Without a good importing tool (warning: the GSuite importing tools are shit), I recommend "imapsync":

https://github.com/imapsync/imapsync

After cloning the repository and installing the listed dependencies (some Perl packages available in your Brew / Ubuntu repository already), you can do:

    imapsync \
        --host1 imap.old.com \
        --user1 "old@email.com" \
        --password1 xxxxxxxxxxxxx \
        --ssl1 \
        --host2 imap.new.com \
        --user2 "new@email.com" \
        --password2 yyyyyyyyyyyyy \
        --ssl2 \
        --errorsmax 1000000 \
        --syncinternaldates \
        --useheader 'Message-Id' \
        --noreleasecheck \
        --noexpunge \
        --automap 
Works great for importing to and from Gmail, but you might want to add a folder rewrite for the Sent folder (with --f1f2).

But with FastMail, for those interested, the out of the box importing tools in their web interface work great, so no need for any command line tools.

I've used imapsync in the past to migrate thousands of mail accounts from and old decrepit IMAP environment (with some weird edge cases) to a shiny new IMAP based mail platform.

It's a hugely flexible and versatile tool and it's quite zippy as well, can highly recommend.

Effort, not money.

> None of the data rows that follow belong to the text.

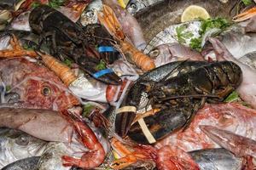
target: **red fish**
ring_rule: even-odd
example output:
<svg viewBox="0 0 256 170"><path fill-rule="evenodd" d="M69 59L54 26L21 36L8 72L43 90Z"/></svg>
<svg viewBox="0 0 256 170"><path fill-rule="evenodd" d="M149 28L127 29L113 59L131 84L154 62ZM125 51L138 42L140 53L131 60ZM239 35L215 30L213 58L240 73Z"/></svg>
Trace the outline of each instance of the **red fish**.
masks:
<svg viewBox="0 0 256 170"><path fill-rule="evenodd" d="M66 110L79 105L54 72L26 59L9 59L0 62L2 85L20 95L23 107ZM3 102L3 101L2 101Z"/></svg>
<svg viewBox="0 0 256 170"><path fill-rule="evenodd" d="M189 128L169 135L156 144L157 148L170 144L184 151L219 148L200 129L200 125L210 125L234 133L256 139L256 110L240 104L207 105L195 116Z"/></svg>

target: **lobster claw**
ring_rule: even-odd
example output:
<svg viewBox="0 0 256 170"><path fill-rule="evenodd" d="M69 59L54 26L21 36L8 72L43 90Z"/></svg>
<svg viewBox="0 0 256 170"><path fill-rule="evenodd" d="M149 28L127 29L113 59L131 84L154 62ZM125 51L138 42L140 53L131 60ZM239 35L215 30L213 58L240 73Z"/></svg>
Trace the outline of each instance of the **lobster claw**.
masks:
<svg viewBox="0 0 256 170"><path fill-rule="evenodd" d="M172 132L182 128L190 111L166 108L136 122L127 135L140 144L153 144Z"/></svg>

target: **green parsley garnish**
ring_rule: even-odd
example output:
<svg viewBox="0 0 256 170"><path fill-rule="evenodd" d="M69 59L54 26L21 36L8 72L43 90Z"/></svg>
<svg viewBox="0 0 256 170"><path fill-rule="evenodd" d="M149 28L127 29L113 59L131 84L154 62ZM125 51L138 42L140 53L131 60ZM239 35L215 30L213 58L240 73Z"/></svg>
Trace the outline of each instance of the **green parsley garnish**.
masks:
<svg viewBox="0 0 256 170"><path fill-rule="evenodd" d="M241 2L246 5L251 5L253 3L252 0L241 0Z"/></svg>
<svg viewBox="0 0 256 170"><path fill-rule="evenodd" d="M36 8L36 7L38 7L41 3L39 3L38 2L33 2L32 3L32 8Z"/></svg>
<svg viewBox="0 0 256 170"><path fill-rule="evenodd" d="M91 110L93 110L93 105L90 104L86 104L84 105L83 109L83 116L85 117L90 114Z"/></svg>
<svg viewBox="0 0 256 170"><path fill-rule="evenodd" d="M233 102L239 99L239 95L237 92L232 92L225 99L224 102Z"/></svg>
<svg viewBox="0 0 256 170"><path fill-rule="evenodd" d="M7 85L7 86L5 87L5 90L6 90L7 92L9 92L10 89L11 89L11 86L10 86L10 85Z"/></svg>
<svg viewBox="0 0 256 170"><path fill-rule="evenodd" d="M193 37L193 33L191 31L185 31L185 29L186 26L183 25L176 27L177 42L181 44L186 43L186 39Z"/></svg>
<svg viewBox="0 0 256 170"><path fill-rule="evenodd" d="M201 29L199 31L200 37L198 38L192 38L190 41L190 48L193 49L195 49L197 51L201 51L201 41L204 34L212 29L212 28L218 28L221 31L224 31L228 26L230 26L231 24L224 18L215 18L215 19L207 19L207 20L202 20L202 23L201 26Z"/></svg>
<svg viewBox="0 0 256 170"><path fill-rule="evenodd" d="M71 67L71 65L73 64L73 62L71 60L69 60L68 59L65 59L65 60L63 61L63 63L67 65L68 67Z"/></svg>
<svg viewBox="0 0 256 170"><path fill-rule="evenodd" d="M60 6L63 5L65 3L65 0L50 0L49 1L49 6L50 6L53 8L58 8Z"/></svg>
<svg viewBox="0 0 256 170"><path fill-rule="evenodd" d="M96 66L96 69L97 71L107 69L106 63L102 60L101 60L100 63Z"/></svg>

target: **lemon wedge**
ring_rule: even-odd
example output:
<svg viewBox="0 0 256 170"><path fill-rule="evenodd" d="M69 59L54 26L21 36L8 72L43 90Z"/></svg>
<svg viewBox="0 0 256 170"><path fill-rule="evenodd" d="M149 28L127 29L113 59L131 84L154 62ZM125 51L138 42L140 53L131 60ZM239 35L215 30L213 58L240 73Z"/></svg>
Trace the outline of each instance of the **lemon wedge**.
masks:
<svg viewBox="0 0 256 170"><path fill-rule="evenodd" d="M120 156L119 156L119 154L116 151L112 150L112 153L113 153L113 156L114 159L119 159L120 158Z"/></svg>
<svg viewBox="0 0 256 170"><path fill-rule="evenodd" d="M210 14L202 7L197 6L197 5L190 5L185 10L183 11L182 16L181 16L181 21L182 22L187 22L195 20L195 19L208 19L210 18Z"/></svg>
<svg viewBox="0 0 256 170"><path fill-rule="evenodd" d="M127 2L125 0L118 0L119 5L123 8L125 8Z"/></svg>

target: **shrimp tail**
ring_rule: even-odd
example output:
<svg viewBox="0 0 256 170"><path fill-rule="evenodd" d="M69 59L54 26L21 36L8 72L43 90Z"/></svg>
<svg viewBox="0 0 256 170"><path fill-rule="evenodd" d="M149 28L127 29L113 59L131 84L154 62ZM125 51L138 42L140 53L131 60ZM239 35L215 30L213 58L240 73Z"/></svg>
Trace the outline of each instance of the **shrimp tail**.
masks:
<svg viewBox="0 0 256 170"><path fill-rule="evenodd" d="M92 169L100 166L103 162L106 156L102 144L98 141L96 136L87 124L77 121L73 122L73 125L79 140L84 146L90 150L90 151L85 152L80 159L63 156L63 166L77 166L85 169Z"/></svg>
<svg viewBox="0 0 256 170"><path fill-rule="evenodd" d="M103 12L98 13L98 20L106 27L108 32L118 40L122 52L125 56L131 59L137 66L145 71L155 68L153 59L137 49L126 40L121 25L110 7L103 5Z"/></svg>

As a Firefox/gmail user who routinely shits on Google, it's mostly the lock-in of any email address that keeps me coming back. I've actually opened a few paid accounts, but effort to switch is real. I gave up partly through switching over the dozens (100s?) of services that send me emails. I would never get to the point where all of my acquaintances and relatives actually use the new address.
Why not setup email forwarding and just wait a few years for people to get the message?
This is precisely what I have done and it's worked great. All services I use (and care about) I've changed to use service specific aliases now and it works fantastically well. Effort wise I'd say I spent probably a couple of days migrating some ten odd years of email from gmail, setting up domains etc. All in all, the migration itself was done within a week. Only maintenance I do on this setup now is send receipts to my accountant, and update credit card details when needed.